Rules in yacht racing specify things such as where you can put ballast, how tall the mast is, what sails you can use, etc.

The rules change every year and the old rules resulted in elegant boats and billowing sails. By this year the rules have changed so much that they sail catamarans, the hull shape hardly matters because they raise up out of water on foils and they don’t even have a mainsail, they use a vertical wing.

But sailing is still sailing; the wing must be adjusted just right, the direction of the wind and current are critical, and it is still a cold, wet, hard job which is fun even for these guys.

Any true sailor will probably agree with Ratty’s statement to Mr. Toad:

“Believe me, my young friend, there is nothing – absolutely nothing – half so much worth doing as simply messing about in boats.” “The Wind in the Willows”

In fact, a sailor will cheerfully put up with almost anything except lack of wind.

One year our annual new years day fun race in Boston Harbor was limited to one boat because of icing.

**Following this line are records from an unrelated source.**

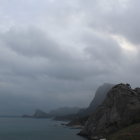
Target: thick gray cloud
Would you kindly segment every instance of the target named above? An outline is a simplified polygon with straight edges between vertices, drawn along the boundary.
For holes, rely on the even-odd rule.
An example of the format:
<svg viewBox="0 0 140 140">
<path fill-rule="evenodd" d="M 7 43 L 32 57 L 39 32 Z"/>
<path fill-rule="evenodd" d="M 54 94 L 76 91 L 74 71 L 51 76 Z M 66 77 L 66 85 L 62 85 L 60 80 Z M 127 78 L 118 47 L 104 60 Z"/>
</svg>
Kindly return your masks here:
<svg viewBox="0 0 140 140">
<path fill-rule="evenodd" d="M 0 2 L 0 114 L 84 107 L 104 82 L 139 86 L 138 0 Z"/>
</svg>

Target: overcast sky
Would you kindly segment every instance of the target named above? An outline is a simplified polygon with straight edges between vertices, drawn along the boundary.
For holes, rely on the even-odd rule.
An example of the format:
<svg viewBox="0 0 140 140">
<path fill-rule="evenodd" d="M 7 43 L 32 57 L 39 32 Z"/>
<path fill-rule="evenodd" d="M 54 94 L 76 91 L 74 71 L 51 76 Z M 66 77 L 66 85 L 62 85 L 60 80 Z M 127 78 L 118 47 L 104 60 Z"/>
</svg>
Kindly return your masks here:
<svg viewBox="0 0 140 140">
<path fill-rule="evenodd" d="M 0 0 L 0 115 L 86 107 L 103 83 L 140 86 L 139 0 Z"/>
</svg>

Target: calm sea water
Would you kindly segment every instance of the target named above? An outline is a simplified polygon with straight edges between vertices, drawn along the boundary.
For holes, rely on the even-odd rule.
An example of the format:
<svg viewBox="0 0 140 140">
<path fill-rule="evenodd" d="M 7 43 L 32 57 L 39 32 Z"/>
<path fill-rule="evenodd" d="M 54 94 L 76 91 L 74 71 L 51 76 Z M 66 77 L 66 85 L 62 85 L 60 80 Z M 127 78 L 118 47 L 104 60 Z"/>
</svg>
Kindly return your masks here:
<svg viewBox="0 0 140 140">
<path fill-rule="evenodd" d="M 85 140 L 49 119 L 0 118 L 0 140 Z"/>
</svg>

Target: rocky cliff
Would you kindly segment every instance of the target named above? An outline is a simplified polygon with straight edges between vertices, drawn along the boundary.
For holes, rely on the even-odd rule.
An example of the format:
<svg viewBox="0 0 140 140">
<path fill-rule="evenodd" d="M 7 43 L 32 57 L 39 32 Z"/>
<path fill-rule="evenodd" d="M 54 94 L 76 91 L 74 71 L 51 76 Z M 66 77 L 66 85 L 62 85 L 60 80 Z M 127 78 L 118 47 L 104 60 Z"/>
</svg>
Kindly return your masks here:
<svg viewBox="0 0 140 140">
<path fill-rule="evenodd" d="M 118 84 L 108 92 L 79 134 L 90 138 L 105 137 L 137 122 L 140 122 L 140 88 Z"/>
<path fill-rule="evenodd" d="M 113 84 L 104 83 L 101 85 L 96 93 L 95 97 L 85 109 L 81 109 L 77 114 L 73 115 L 73 120 L 68 123 L 68 126 L 84 125 L 90 114 L 92 114 L 96 108 L 103 102 L 108 91 L 113 87 Z"/>
</svg>

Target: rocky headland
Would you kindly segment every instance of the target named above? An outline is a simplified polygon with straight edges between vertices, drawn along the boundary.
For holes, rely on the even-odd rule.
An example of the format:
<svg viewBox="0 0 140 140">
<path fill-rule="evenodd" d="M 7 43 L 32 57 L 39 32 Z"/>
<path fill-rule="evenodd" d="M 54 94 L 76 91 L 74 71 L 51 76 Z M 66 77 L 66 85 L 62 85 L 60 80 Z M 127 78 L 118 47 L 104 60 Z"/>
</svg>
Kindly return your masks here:
<svg viewBox="0 0 140 140">
<path fill-rule="evenodd" d="M 109 90 L 103 103 L 89 116 L 79 135 L 100 139 L 139 122 L 140 88 L 118 84 Z"/>
</svg>

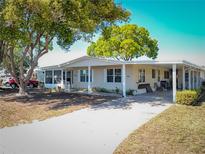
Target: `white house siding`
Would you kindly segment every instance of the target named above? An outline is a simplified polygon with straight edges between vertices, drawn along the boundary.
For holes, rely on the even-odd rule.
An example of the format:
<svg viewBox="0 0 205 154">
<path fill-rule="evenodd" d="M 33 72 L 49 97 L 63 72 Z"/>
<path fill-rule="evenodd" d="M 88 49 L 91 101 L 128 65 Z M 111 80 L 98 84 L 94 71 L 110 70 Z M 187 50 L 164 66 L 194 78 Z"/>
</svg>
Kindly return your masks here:
<svg viewBox="0 0 205 154">
<path fill-rule="evenodd" d="M 114 90 L 119 88 L 122 90 L 122 83 L 108 83 L 106 71 L 109 68 L 122 68 L 121 65 L 113 65 L 113 66 L 95 66 L 91 67 L 93 70 L 93 81 L 91 82 L 91 86 L 106 88 L 110 90 Z M 87 67 L 78 67 L 73 69 L 73 87 L 74 88 L 87 88 L 87 82 L 80 82 L 79 80 L 79 70 L 88 69 Z M 164 71 L 168 70 L 166 68 L 160 68 L 151 65 L 126 65 L 126 89 L 137 89 L 138 87 L 138 76 L 139 69 L 145 69 L 145 83 L 149 83 L 154 90 L 154 83 L 158 82 L 158 70 L 160 70 L 160 80 L 164 79 Z M 152 69 L 156 70 L 156 77 L 152 79 Z"/>
</svg>

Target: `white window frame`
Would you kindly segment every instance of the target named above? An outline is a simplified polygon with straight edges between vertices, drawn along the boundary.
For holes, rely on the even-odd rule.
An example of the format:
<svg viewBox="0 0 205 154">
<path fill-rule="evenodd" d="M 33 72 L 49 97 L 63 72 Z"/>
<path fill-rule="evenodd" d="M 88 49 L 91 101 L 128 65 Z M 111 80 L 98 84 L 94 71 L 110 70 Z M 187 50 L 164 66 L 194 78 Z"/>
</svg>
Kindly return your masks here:
<svg viewBox="0 0 205 154">
<path fill-rule="evenodd" d="M 156 79 L 156 69 L 152 69 L 152 79 Z"/>
<path fill-rule="evenodd" d="M 116 75 L 116 73 L 115 73 L 115 70 L 120 70 L 121 71 L 121 74 L 120 75 Z M 113 72 L 113 75 L 109 75 L 109 76 L 112 76 L 112 82 L 108 82 L 108 70 L 112 70 L 112 72 Z M 122 68 L 120 68 L 120 67 L 116 67 L 116 68 L 107 68 L 106 69 L 106 71 L 105 71 L 105 81 L 106 81 L 106 83 L 122 83 Z M 116 77 L 120 77 L 121 78 L 121 80 L 120 80 L 120 82 L 116 82 L 115 81 L 115 78 Z"/>
<path fill-rule="evenodd" d="M 51 72 L 51 77 L 47 77 L 47 74 L 46 74 L 46 72 Z M 45 70 L 45 72 L 44 72 L 45 74 L 45 84 L 53 84 L 53 71 L 52 70 Z M 47 78 L 51 78 L 51 83 L 48 83 L 48 82 L 46 82 L 46 79 Z"/>
<path fill-rule="evenodd" d="M 84 77 L 85 77 L 85 81 L 82 81 L 81 80 L 81 71 L 86 71 L 86 73 L 85 73 L 85 75 L 84 75 Z M 81 82 L 81 83 L 88 83 L 88 69 L 81 69 L 81 70 L 79 70 L 79 82 Z M 90 82 L 93 82 L 93 70 L 91 69 L 90 70 Z"/>
<path fill-rule="evenodd" d="M 59 76 L 55 76 L 55 72 L 56 72 L 56 71 L 59 71 L 59 72 L 60 72 L 60 75 L 59 75 Z M 53 71 L 53 83 L 54 83 L 54 84 L 60 84 L 60 83 L 61 83 L 61 80 L 62 80 L 62 79 L 61 79 L 61 71 L 62 71 L 62 70 L 54 70 L 54 71 Z M 59 80 L 59 81 L 58 81 L 58 80 Z"/>
<path fill-rule="evenodd" d="M 145 83 L 146 82 L 146 70 L 144 68 L 141 68 L 141 69 L 138 70 L 138 73 L 139 73 L 139 80 L 138 80 L 138 82 L 139 83 Z M 143 74 L 141 74 L 141 73 L 143 73 Z M 142 77 L 143 77 L 143 80 L 141 80 Z"/>
</svg>

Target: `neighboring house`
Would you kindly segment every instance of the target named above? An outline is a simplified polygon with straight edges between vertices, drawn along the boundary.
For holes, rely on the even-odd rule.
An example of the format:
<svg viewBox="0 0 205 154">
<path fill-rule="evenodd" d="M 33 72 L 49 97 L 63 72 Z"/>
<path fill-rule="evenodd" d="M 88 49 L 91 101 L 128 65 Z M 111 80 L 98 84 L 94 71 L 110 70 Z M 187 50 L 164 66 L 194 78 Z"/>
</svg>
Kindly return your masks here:
<svg viewBox="0 0 205 154">
<path fill-rule="evenodd" d="M 160 84 L 169 83 L 173 101 L 177 89 L 195 89 L 205 79 L 205 70 L 187 61 L 118 61 L 82 56 L 67 62 L 41 67 L 47 88 L 120 89 L 124 97 L 129 89 L 140 91 L 149 86 L 155 91 Z"/>
</svg>

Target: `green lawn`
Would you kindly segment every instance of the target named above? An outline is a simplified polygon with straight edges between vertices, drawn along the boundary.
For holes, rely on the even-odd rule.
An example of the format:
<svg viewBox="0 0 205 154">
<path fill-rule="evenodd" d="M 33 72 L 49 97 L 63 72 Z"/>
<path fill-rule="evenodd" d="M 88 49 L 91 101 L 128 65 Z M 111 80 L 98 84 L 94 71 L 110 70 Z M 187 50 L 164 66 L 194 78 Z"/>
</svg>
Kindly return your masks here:
<svg viewBox="0 0 205 154">
<path fill-rule="evenodd" d="M 204 154 L 205 103 L 173 105 L 131 133 L 115 154 Z"/>
</svg>

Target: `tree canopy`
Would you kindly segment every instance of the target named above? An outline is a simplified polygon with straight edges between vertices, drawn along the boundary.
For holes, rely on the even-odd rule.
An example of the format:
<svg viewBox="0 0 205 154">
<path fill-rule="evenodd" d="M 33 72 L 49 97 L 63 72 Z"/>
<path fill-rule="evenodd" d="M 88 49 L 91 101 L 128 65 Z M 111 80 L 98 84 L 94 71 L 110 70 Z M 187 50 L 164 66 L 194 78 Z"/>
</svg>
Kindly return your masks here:
<svg viewBox="0 0 205 154">
<path fill-rule="evenodd" d="M 157 40 L 150 37 L 147 29 L 126 24 L 105 28 L 102 36 L 88 47 L 87 54 L 129 61 L 140 56 L 155 59 L 158 50 Z"/>
<path fill-rule="evenodd" d="M 87 40 L 129 15 L 113 0 L 0 0 L 0 53 L 23 89 L 38 59 L 52 49 L 54 38 L 68 49 L 76 40 Z"/>
</svg>

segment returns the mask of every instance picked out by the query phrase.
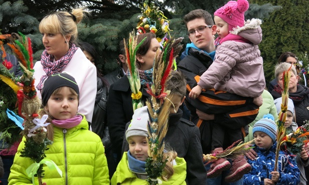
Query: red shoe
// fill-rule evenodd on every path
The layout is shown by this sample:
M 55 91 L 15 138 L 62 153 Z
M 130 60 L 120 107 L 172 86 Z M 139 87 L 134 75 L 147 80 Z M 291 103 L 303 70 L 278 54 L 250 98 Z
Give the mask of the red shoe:
M 251 171 L 251 166 L 247 162 L 243 156 L 239 156 L 233 160 L 230 172 L 225 177 L 224 180 L 226 182 L 232 182 L 237 181 L 244 174 Z
M 222 148 L 216 148 L 213 150 L 214 153 L 220 154 L 223 151 Z M 214 178 L 225 170 L 231 168 L 231 164 L 225 158 L 219 158 L 215 160 L 210 165 L 210 168 L 207 172 L 207 178 Z

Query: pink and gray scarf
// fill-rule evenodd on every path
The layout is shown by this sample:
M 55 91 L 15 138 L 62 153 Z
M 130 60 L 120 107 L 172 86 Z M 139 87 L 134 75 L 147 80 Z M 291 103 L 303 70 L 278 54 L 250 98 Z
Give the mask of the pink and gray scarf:
M 60 59 L 54 62 L 55 56 L 47 53 L 47 50 L 44 50 L 41 58 L 41 63 L 43 66 L 43 70 L 46 75 L 43 75 L 41 78 L 40 83 L 37 86 L 37 88 L 41 90 L 43 88 L 44 82 L 46 78 L 55 72 L 60 72 L 69 64 L 75 52 L 78 48 L 72 44 L 69 51 Z

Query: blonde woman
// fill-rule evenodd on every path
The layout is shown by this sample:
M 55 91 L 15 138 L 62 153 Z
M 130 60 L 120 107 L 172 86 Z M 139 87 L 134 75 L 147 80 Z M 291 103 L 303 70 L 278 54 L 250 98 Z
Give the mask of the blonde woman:
M 36 63 L 35 86 L 41 98 L 41 90 L 48 76 L 65 72 L 76 80 L 80 90 L 78 112 L 91 122 L 97 92 L 96 67 L 76 46 L 77 24 L 84 17 L 84 8 L 73 9 L 71 12 L 56 12 L 46 16 L 39 29 L 42 34 L 45 50 L 41 61 Z

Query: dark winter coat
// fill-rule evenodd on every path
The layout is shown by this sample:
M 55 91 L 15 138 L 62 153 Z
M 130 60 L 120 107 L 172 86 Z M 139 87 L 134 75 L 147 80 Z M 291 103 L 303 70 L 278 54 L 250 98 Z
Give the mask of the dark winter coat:
M 149 94 L 141 88 L 144 104 Z M 121 155 L 122 141 L 126 124 L 131 121 L 133 115 L 132 92 L 127 76 L 112 84 L 107 100 L 107 124 L 114 152 L 117 154 L 119 162 Z
M 188 51 L 188 55 L 177 65 L 178 68 L 184 74 L 187 80 L 187 97 L 185 100 L 186 106 L 191 113 L 191 121 L 195 124 L 201 122 L 199 126 L 201 143 L 203 153 L 205 154 L 210 153 L 211 150 L 211 132 L 214 122 L 219 123 L 227 129 L 231 128 L 234 129 L 241 128 L 254 120 L 258 112 L 256 106 L 251 105 L 253 104 L 251 104 L 252 98 L 242 97 L 225 92 L 216 92 L 214 89 L 202 91 L 200 95 L 201 98 L 199 98 L 193 100 L 189 98 L 190 91 L 197 84 L 196 79 L 198 79 L 212 63 L 212 60 L 208 54 L 203 51 L 199 51 L 191 48 Z M 212 99 L 212 101 L 208 101 L 209 98 Z M 234 101 L 230 101 L 231 100 Z M 224 104 L 223 106 L 219 106 L 218 104 L 215 104 L 218 102 L 225 102 L 227 104 Z M 228 104 L 232 102 L 237 102 L 236 104 Z M 213 104 L 213 102 L 215 104 Z M 226 106 L 227 104 L 228 105 Z M 254 113 L 247 116 L 231 116 L 233 113 L 230 112 L 231 108 L 236 110 L 241 106 L 244 107 L 244 105 L 250 106 L 246 106 L 245 109 L 250 108 L 254 110 Z M 215 114 L 214 120 L 199 120 L 195 113 L 196 109 L 207 114 Z M 226 146 L 229 146 L 231 144 L 228 140 L 226 142 Z
M 107 82 L 109 86 L 117 82 L 124 76 L 122 68 L 119 68 L 114 71 L 103 76 L 103 79 Z

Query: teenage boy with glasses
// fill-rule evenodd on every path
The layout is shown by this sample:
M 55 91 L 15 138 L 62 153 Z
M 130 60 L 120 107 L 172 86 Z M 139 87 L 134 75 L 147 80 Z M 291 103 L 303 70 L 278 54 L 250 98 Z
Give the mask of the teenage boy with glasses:
M 199 77 L 214 60 L 214 34 L 217 26 L 214 24 L 211 16 L 201 9 L 190 12 L 185 16 L 184 20 L 191 43 L 187 44 L 184 52 L 186 56 L 180 62 L 178 68 L 185 74 L 187 82 L 185 103 L 191 111 L 191 120 L 200 129 L 203 154 L 209 154 L 213 124 L 219 123 L 228 130 L 230 128 L 239 128 L 243 134 L 242 138 L 240 138 L 243 139 L 245 136 L 243 127 L 254 120 L 258 108 L 252 103 L 252 98 L 215 91 L 214 89 L 203 91 L 195 100 L 189 98 L 191 90 L 196 86 Z M 226 148 L 232 144 L 225 140 L 223 144 L 223 148 Z M 209 180 L 207 182 L 209 184 L 223 184 L 226 175 L 222 173 L 217 178 L 211 179 L 215 182 Z M 241 181 L 238 182 L 241 183 Z

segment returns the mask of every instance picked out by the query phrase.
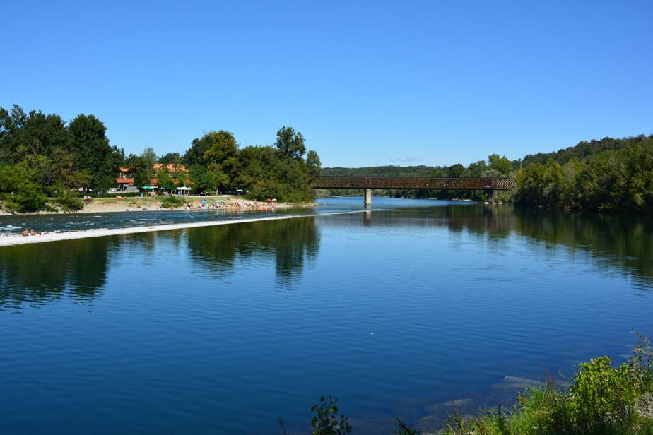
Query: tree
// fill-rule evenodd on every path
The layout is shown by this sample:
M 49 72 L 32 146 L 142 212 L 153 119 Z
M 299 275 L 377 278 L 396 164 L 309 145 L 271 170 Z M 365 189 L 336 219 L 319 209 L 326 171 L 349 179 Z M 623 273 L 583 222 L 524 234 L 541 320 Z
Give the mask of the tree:
M 211 136 L 206 132 L 203 133 L 204 136 L 202 136 L 201 138 L 193 139 L 191 148 L 186 150 L 186 153 L 182 159 L 187 167 L 191 167 L 194 165 L 201 165 L 205 167 L 208 166 L 208 164 L 204 160 L 204 153 L 208 150 L 213 143 L 211 140 Z
M 93 174 L 88 185 L 95 190 L 112 186 L 124 154 L 109 144 L 107 128 L 95 115 L 78 115 L 68 125 L 72 149 L 78 155 L 77 169 Z
M 208 171 L 218 186 L 228 189 L 231 186 L 234 169 L 238 164 L 236 138 L 233 133 L 220 130 L 205 133 L 202 141 L 211 143 L 211 148 L 204 153 L 204 161 L 208 164 Z
M 490 169 L 499 171 L 504 175 L 510 175 L 512 172 L 512 165 L 505 155 L 499 157 L 498 154 L 493 154 L 488 157 L 488 165 Z
M 306 155 L 306 177 L 309 185 L 312 184 L 313 181 L 319 177 L 322 171 L 322 162 L 319 161 L 319 156 L 317 153 L 311 150 Z
M 470 163 L 469 166 L 467 167 L 469 177 L 481 177 L 481 174 L 487 169 L 488 165 L 486 165 L 485 160 L 478 160 L 476 163 Z
M 463 172 L 465 172 L 465 167 L 460 163 L 456 163 L 449 168 L 449 176 L 454 178 L 462 177 Z
M 159 157 L 159 163 L 161 165 L 180 165 L 182 162 L 182 156 L 179 153 L 168 153 L 165 155 Z
M 284 156 L 296 160 L 300 160 L 306 153 L 304 136 L 299 131 L 295 133 L 293 127 L 283 126 L 276 132 L 276 142 L 274 145 L 281 150 Z

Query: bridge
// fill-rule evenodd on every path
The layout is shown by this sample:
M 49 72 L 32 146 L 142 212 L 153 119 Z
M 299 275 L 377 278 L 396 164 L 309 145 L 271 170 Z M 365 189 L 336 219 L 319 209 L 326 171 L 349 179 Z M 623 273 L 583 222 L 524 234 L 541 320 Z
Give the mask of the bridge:
M 313 189 L 362 189 L 365 203 L 372 203 L 372 189 L 417 189 L 439 190 L 483 190 L 488 197 L 496 190 L 515 188 L 512 178 L 453 178 L 435 177 L 319 177 Z

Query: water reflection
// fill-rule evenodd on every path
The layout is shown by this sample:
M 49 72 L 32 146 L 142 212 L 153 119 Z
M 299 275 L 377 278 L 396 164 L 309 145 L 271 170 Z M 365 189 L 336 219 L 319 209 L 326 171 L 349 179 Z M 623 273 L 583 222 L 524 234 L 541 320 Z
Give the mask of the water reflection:
M 229 274 L 237 261 L 273 256 L 277 282 L 291 285 L 314 261 L 319 239 L 315 218 L 306 217 L 195 228 L 188 246 L 196 266 L 219 276 Z
M 93 302 L 106 280 L 115 239 L 98 237 L 0 249 L 0 309 L 67 295 Z
M 406 231 L 445 228 L 454 233 L 466 232 L 479 241 L 502 243 L 509 242 L 512 234 L 518 234 L 536 242 L 564 246 L 591 254 L 599 267 L 616 269 L 635 280 L 639 290 L 653 290 L 653 219 L 650 217 L 481 204 L 394 206 L 363 214 L 365 227 Z M 339 225 L 343 225 L 347 218 L 339 220 Z M 353 225 L 358 222 L 356 220 Z M 510 249 L 509 245 L 504 247 Z
M 653 219 L 650 217 L 515 209 L 517 234 L 589 251 L 601 267 L 616 268 L 653 290 Z

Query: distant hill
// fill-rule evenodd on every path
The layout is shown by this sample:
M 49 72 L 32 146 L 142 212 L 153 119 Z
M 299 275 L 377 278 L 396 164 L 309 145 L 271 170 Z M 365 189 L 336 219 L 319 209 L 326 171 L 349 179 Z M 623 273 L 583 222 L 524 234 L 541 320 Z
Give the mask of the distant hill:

The consumption of rum went up but we had several skippers so we raced timed laps against each other.

I think I intimated earlier that serious sailors are all crazy.

So, how did this year’s America’s Cup lineup look?

The U.S. entry from Oracle –

Lets face it, they looked like a bunch of amateurs in the first few races.

On top of that they cheated in the preliminary trials and began the first race two races in the hole because they were caught.

The N.Z. team looked like they had been racing together for years and for the first few races it looked like there would be no real contest.

One race Oracle was so far behind that it reminded me nothing so much as the reply to Queen Victoria’s question about the other boats on seeing America cross the finish line first. The Commodore of the Royal Yacht Club’s answer was, of course, “Madam, there is no second.”

That first race in 1851 was actually a race between British yachts for the Queen’s cup. America took on all challengers in this race and won by such a humiliating margin that the cup was renamed America’s Cup, in reference to the yacht, not any particular country.

This year in San Francisco Bay race numbeer 8 saw the New Zealand boat experience a mechanical/hydraulic or grinder failure and at 44.8 degrees of heel came within a few degrees of capsizing. U.S.A. won that race.

On Saturday race 9 was abandoned due to the wind kicking up just slightly too strong for the race rules. N.Z. was ahead.

Run the following day (Sept 15), race 9 was won handily by the U.S. boat and crew which had changed tactics upwind by getting one of the two hulls up out of the water ASAP as opposed to the earliest races (which Oracle usually lost going upwind) when both hulls were wet much longer, keeping the boat from accelerating as well as it could have. The tide was also going out so the current was going with the boat into the wind.

Race 10 was delayed by wind but only a few minutes and N.Z. again won handily after a few very close legs. There were many exciting “crossings” with the two boats coming within a few yards of each other at a 60 m.p.h. closing speed.

At the end of the second Sunday race, Oracle had won 3 races but, because of the cheating penalty, only has 1 point.

N.Z. has won a total of 7 wins and therefore 7 points.

The boat first to 9 points wins. So New Zealand could win the series in two more races.

Monday is an off day for rest and repairs so the next race day is Tuesday but high winds are forecast. Wednesday is also a scheduled race day.

Historical Note

Among other things, I have lived on and sailed large boats, including one which was copied in larger scale as Enterprise, the 1930 Cup defender.

In that line I recently found an online copy of Vanderbilt’s own book about the famous 1930 defense of The Cup.

http://archive.org/stream/enterprisestoryo00vand#page/54/mode/2up

Anyone interested at all in the races should read this book – he discusses everything from design of the boat to tactics and crew selection – a fascinating read online or downloaded to Kindle or other ebook readers.